Pervasive Data Integrator (DI) provides workflow based ETL for real-time concurrent warehouse loading. As an example, the following integration process implements a Data Warehouse load using Pervasive DI.
In this dimensional model, the data warehouse is comprised of dimension and fact tables. The fact tables contain measures (like $ and units) and relationship to every dimension or attributes via foreign keys. The dimensional model provides a framework that is scalable yet standard across the enterprise.

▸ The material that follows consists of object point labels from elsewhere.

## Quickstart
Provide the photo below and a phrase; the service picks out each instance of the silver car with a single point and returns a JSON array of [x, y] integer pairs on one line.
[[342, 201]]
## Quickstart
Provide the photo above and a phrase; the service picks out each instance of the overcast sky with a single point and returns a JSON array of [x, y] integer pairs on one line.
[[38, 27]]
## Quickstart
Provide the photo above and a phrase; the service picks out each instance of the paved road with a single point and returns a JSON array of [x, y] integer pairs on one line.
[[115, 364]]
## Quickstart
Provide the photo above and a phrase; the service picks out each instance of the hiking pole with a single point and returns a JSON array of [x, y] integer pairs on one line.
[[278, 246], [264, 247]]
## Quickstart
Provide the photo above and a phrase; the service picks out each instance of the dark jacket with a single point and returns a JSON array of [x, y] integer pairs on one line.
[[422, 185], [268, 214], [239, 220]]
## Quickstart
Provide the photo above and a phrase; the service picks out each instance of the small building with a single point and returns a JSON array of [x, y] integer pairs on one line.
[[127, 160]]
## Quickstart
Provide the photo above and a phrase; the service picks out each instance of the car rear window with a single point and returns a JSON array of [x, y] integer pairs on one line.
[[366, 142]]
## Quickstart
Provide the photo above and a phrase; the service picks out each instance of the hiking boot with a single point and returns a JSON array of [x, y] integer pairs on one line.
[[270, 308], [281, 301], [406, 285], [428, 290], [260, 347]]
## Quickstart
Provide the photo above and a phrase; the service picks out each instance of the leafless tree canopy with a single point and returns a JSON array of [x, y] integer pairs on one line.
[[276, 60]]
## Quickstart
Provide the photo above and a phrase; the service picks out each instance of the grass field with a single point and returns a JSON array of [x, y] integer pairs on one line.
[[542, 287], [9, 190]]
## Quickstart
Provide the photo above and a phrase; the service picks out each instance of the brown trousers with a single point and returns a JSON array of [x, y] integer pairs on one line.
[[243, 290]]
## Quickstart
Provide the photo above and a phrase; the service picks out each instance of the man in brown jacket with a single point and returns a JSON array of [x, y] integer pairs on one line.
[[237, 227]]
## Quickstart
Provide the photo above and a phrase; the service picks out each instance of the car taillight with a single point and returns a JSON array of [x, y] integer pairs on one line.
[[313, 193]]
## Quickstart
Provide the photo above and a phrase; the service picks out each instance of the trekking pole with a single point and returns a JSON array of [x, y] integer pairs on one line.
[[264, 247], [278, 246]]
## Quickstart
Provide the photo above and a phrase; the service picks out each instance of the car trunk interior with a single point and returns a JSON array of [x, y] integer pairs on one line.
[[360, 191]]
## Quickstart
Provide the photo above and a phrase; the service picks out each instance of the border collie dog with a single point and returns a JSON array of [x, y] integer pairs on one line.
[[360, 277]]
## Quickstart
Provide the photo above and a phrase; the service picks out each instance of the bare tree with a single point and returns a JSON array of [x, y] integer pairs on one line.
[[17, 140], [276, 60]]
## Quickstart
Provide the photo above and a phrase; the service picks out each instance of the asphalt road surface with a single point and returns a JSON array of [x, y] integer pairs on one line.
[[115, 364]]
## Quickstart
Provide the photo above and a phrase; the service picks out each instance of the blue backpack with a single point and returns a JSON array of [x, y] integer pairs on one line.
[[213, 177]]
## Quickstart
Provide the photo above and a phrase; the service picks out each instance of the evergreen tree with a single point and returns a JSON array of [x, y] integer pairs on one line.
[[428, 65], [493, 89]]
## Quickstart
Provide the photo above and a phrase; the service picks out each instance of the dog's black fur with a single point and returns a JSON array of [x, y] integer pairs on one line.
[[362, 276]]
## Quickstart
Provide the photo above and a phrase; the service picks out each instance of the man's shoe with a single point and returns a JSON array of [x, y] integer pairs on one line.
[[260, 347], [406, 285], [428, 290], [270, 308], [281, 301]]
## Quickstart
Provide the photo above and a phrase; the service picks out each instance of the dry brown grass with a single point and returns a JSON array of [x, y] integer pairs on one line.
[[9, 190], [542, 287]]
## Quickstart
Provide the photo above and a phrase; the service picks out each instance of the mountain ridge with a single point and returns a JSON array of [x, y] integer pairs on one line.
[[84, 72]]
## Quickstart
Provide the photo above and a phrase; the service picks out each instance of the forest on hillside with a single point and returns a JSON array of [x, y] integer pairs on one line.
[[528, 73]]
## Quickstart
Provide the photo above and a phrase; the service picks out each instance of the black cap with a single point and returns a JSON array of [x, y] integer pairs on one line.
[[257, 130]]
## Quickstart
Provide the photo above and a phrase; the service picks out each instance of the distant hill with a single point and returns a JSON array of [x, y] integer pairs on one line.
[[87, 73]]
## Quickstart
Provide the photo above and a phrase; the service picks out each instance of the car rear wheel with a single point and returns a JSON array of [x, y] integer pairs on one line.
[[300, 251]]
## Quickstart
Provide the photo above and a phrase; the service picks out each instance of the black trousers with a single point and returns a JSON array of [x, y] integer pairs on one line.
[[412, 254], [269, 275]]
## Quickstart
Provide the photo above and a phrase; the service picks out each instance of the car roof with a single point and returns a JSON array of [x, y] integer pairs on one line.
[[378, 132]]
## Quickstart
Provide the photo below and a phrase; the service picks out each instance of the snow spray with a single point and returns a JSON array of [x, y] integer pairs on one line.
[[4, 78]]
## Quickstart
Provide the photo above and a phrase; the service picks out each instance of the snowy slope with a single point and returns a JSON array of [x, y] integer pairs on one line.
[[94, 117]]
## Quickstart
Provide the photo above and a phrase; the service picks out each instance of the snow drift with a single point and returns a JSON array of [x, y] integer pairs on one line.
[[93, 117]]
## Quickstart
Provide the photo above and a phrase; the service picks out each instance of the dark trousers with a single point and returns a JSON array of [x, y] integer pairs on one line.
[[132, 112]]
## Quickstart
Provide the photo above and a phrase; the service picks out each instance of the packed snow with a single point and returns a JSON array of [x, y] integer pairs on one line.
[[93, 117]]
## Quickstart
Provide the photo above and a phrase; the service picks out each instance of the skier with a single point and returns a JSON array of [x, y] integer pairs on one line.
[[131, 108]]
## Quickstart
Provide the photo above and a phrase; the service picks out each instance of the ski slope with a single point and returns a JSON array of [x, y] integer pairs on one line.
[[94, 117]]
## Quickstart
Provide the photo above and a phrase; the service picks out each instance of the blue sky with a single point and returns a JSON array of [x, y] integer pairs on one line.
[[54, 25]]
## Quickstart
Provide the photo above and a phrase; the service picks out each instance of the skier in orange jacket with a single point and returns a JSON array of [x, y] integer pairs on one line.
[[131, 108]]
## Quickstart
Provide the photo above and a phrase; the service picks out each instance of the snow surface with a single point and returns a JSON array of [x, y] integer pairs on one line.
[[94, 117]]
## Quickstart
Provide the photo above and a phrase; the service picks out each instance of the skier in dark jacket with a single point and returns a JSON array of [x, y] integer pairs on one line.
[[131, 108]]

Pervasive DI process designer provides a canvas to create workflows for data warehouse loads. Each map/transformation node in the workflow loads a specific table; dimensions and facts. At load level 1, dimension tables without dependencies can be loaded concurrently. At load level 2, dimensions with downstream dependencies can be loaded concurrently. In this example, the Product_Dimension includes a foreign key to (or is downstream dependent on) the Product_Class_Dimension. Since fact tables contain foreign keys or dependencies to all dimensions, fact tables are loaded last in the workflow process.
Pervasive DI workflow offers seamless concurrency, native connectivity and SQL querying to join data from multiple sources. The pervasive ETL process designer also provides handy features like decision steps, email notification and a scripting language for custom source to target transformations. There are built in options to profile the ETL engine performance during your load processes.
Finally, processes are scheduled as tasks for automation.